Ciertamente, los rankings dependen de los criterios de medición, pero constituyen una buena aproximación a la calidad de las instituciones, especialmente cuando se comparan instituciones. El Ranking de Shanghái pone todo el énfasis en investigación y en los indicadores asociados (publicaciones indexadas, índice de citaciones y registro de patentes). El ranking Times, por su parte, considera lo mismo, pero incluye, además, elementos relativos a la calidad de la enseñanza formativa (profesores, doctorados y reputación de la docencia) y la internacionalización de la actividad universitaria (estudiantes y académicos foráneos, además de colaboración internacional). Adiciona también un indicador sobre la capacidad de la universidad para atraer fondos de investigación. En suma, los rankings aportan información decisiva para evaluar lo que en general se denomina "calidad" de la formación universitaria. Muchos desconfían de ellos y otros los descalifican, pero resulta indudable que su estudio es importante para el diseño del trabajo universitario, como, asimismo, para el estudio de la política pública.

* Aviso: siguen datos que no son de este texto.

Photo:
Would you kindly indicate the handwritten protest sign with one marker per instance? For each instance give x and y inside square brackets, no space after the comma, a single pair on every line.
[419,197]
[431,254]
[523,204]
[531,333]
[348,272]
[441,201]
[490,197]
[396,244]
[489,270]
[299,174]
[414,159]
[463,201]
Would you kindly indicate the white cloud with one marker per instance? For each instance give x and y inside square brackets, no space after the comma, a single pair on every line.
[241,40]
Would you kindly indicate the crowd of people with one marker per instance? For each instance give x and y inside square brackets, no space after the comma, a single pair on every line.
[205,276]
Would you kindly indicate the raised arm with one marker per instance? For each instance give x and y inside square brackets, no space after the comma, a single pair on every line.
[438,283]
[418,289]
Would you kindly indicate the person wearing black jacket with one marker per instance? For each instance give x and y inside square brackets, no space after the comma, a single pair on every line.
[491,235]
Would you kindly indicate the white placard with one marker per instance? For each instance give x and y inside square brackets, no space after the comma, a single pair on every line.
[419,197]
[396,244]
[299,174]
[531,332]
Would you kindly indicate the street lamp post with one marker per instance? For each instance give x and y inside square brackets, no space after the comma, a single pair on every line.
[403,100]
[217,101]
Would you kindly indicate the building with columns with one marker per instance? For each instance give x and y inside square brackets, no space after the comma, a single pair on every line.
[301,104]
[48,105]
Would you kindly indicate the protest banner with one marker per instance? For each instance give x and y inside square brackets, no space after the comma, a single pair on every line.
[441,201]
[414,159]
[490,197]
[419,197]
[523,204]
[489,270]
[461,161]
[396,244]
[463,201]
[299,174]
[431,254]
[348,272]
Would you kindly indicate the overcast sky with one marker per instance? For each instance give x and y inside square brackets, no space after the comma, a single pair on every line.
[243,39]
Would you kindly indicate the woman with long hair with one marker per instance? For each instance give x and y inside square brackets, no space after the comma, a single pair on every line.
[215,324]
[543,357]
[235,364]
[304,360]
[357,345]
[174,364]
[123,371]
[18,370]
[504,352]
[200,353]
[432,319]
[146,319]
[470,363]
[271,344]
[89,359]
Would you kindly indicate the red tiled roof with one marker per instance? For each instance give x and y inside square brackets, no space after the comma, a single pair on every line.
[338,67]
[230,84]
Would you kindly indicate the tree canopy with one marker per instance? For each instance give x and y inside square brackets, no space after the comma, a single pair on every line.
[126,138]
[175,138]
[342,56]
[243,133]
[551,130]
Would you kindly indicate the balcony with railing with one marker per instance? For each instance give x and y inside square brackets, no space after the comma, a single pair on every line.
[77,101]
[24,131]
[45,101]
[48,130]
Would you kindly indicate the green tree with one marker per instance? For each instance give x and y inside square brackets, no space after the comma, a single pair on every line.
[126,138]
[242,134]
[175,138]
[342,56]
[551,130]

Tres consideraciones parecen de importancia en materia de la política universitaria chilena. Primero, que los indicadores utilizados para comparar universidades revelan adecuadamente la calidad de las instituciones en términos comparativos. Desde ese punto de vista, es conveniente tener un sistema de seguimiento y, a la vez, un monitor nacional que emprenda la tarea de estudiar los indicadores universitarios comparativos para ofrecer esa información a las familias y a los interesados en Chile y en el exterior. En la actualidad -es necesario decirlo-, a pesar de que se cuenta con un buen sistema de información, carecemos de este tipo de análisis a nivel de las autoridades y de las decisiones de política pública. Segundo, cuando hay políticas que afectan la disponibilidad de buenos académicos, de una apropiada infraestructura de investigación y de adecuadas medidas para atraer profesores y estudiantes desde el exterior, las mismas debieran ser cuestionadas si es que lo que interesa finalmente es la calidad del hacer universitario.

Ese es el caso con el actual diseño de la política de gratuidad que ocupa a Chile y que obliga a las instituciones a desviar recursos desde sus objetivos de calidad hacia el propósito de favorecer la cantidad. Tercero, que la investigación es un asunto de gran importancia para diseñar la política universitaria dirigida a la calidad. Sin embargo, hay que fijarse más bien en la productividad de la misma, y no en someras definiciones con alto contenido político y aspiracional, más que orientado a resultados efectivos. Esto es relevante cuando se discute una ley del sistema universitario que definiría la investigación como un propósito solo en general, en un proyecto que no tiene un objetivo trascendente de país: ubicar a dos o más instituciones nacionales dentro de los rankings universitarios más importantes en el mundo.